Hay institucionalidad muy importante y potente, en UNASUR por ejemplo, el Instituto Sudamericano de Gobierno en Salud (ISAGS) con sede en Río y cuya presidenta es la ex Ministra de Salud del Ecuador, este tipo de instancias nos pueden ayudar a conjugar políticas disgregadas y a generar estándares regionales en temas de atención y calidad por ejemplo.Otro tema en el que existe experiencia es la compra conjunta de medicamentos, pero debemos ir más allá, una vez identificadas las capacidades nacionales de producción de medicamentos,  públicas y privadas, debemos ir a un gran acuerdo de producción a escala regional y usar el poder de la compra pública para potenciar la industria farmacéutica local como fuente de desarrollo endógeno y abaratando la provisión de medicamentos.Lo que pretende el bloque conservador, es prescindir de este tipo de organismos, porque la falta de coordinación nos vuelve más débiles y proclives a ceder ante los intereses de las multinacionales.

En un escenario con recursos limitados, ¿dónde considera usted que el Estado de priorizar su inversión? ¿En talento humano, en infraestructura, en investigación? 

La infraestructura existe y ha habido una importante inversión en la misma, creo que es fundamental en este momento cimentar los procesos de talento humano en salud sobre todo médicos especialistas, fortalecer el sistema de becas a fortalecer a partir de una adecuada planificación de la formación del talento humano.

Se debe invertir en prevención como herramienta de ahorro de recursos, pero también de mejoría de la calidad de vida, dejamos de atender enfermos y empoderamos a los ciudadanos como actores del proceso de salud durante el ciclo de vida.

Y en referente a investigación?

Hemos tenido una época dorada en lo que se refiere a Educación Superior, Ciencia y Tecnología, programas de becas, repatriación de cerebros y producción científica. Debemos avanzar hacia programas regionales de investigación aprovechando las fortalezas de cada país con el objetivo de lograr que el conocimiento y sus beneficios se queden en la región.  

Un mensaje final a nuestros lectores de la región?

Es fundamental que en los países de la región, sobre todo en los que están sufriendo embates de la restauración conservadora,  se empiece a reestructurar los proyectos políticos de raigambre nacional, popular y democráticos.

No podemos permitir que vuelvan las privatizaciones, que se conculquen los derechos fundamentales como es el caso de Milagros Salas en Argentina o las detenciones a quienes protestan contra Temer y su gobierno de facto,  es el pueblo quien debe defender los derechos ganados y despertar a la dirigencia.

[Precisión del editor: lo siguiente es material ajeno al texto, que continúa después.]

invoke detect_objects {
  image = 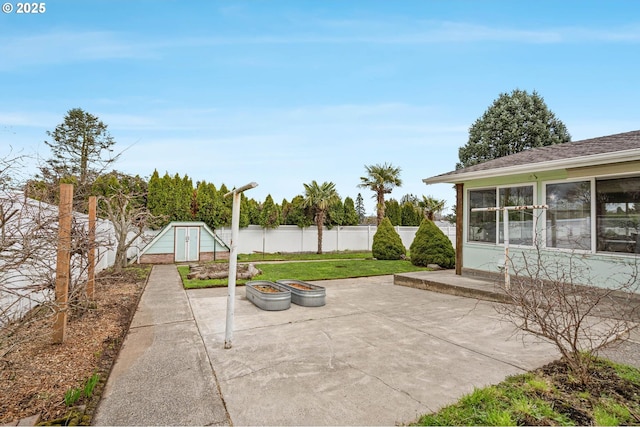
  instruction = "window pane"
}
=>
[546,181,591,250]
[596,177,640,253]
[498,185,533,246]
[467,188,496,243]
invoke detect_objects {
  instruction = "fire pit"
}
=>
[276,279,327,307]
[245,280,291,311]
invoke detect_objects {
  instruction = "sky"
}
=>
[0,0,640,214]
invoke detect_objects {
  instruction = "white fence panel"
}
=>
[216,223,456,254]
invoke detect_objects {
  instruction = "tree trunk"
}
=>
[316,212,324,254]
[376,191,384,225]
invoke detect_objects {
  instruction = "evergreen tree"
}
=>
[195,181,220,230]
[371,218,407,260]
[356,193,367,224]
[238,193,251,228]
[384,199,402,225]
[147,169,167,229]
[400,201,422,227]
[260,194,280,228]
[324,199,344,229]
[409,218,456,268]
[39,108,119,210]
[247,199,260,225]
[280,199,291,225]
[456,89,571,169]
[342,197,360,225]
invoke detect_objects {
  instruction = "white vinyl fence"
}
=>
[0,193,142,325]
[216,222,456,253]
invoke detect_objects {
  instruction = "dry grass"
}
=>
[0,269,149,424]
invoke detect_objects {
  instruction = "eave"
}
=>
[422,149,640,185]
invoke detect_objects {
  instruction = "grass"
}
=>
[178,252,427,289]
[414,359,640,426]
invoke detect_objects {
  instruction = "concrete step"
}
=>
[393,270,509,303]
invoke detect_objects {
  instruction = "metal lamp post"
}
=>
[224,182,258,348]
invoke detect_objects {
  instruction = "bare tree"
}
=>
[498,239,640,384]
[0,152,105,360]
[98,187,159,273]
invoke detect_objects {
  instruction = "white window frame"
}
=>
[464,181,538,248]
[541,176,596,254]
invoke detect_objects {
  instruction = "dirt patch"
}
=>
[187,262,262,280]
[520,360,640,425]
[0,267,150,424]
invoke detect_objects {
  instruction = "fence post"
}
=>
[53,184,73,344]
[87,196,97,300]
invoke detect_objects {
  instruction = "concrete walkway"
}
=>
[93,265,230,426]
[94,265,558,425]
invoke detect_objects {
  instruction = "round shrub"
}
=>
[371,218,407,259]
[409,218,456,268]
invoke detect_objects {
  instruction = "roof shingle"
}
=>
[428,130,640,177]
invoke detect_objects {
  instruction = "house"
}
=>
[138,221,230,264]
[423,130,640,286]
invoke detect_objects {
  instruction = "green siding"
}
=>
[459,169,639,287]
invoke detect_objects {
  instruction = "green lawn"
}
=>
[415,359,640,426]
[178,259,428,289]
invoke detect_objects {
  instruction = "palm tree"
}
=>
[358,163,402,225]
[303,180,340,254]
[420,196,446,221]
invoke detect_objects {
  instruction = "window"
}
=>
[467,185,533,245]
[596,177,640,253]
[546,181,591,250]
[467,188,496,243]
[498,185,533,246]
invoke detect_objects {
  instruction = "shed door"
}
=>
[174,227,200,262]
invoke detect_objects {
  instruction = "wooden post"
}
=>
[87,196,97,300]
[456,184,464,276]
[53,184,73,344]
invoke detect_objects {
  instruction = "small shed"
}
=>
[138,221,230,264]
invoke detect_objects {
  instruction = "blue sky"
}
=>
[0,0,640,213]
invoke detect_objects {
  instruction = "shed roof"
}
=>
[140,221,230,256]
[423,130,640,184]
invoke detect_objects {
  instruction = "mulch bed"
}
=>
[0,268,148,424]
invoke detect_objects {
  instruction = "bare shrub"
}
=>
[498,241,640,384]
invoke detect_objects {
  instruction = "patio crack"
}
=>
[372,313,529,372]
[344,362,435,412]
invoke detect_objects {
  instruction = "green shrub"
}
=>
[371,218,407,260]
[409,218,456,268]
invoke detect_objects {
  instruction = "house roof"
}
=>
[423,130,640,184]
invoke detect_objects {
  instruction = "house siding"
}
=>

Y quienes estamos en procesos electorales en marcha como es el caso de Ecuador, tenemos que trabajar puerta a puerta, para recordar lo que está en juego, dos modelos de país, uno incluyente y garantista de derechos y otro excluyente en el que volverá a primar el derecho de las élites que tradicionalmente ostentaron el poder político y económico.

Nada es casual y es en los tiempos más duros en los que surge la necesidad de una sociedad organizada para defender los derechos ganados.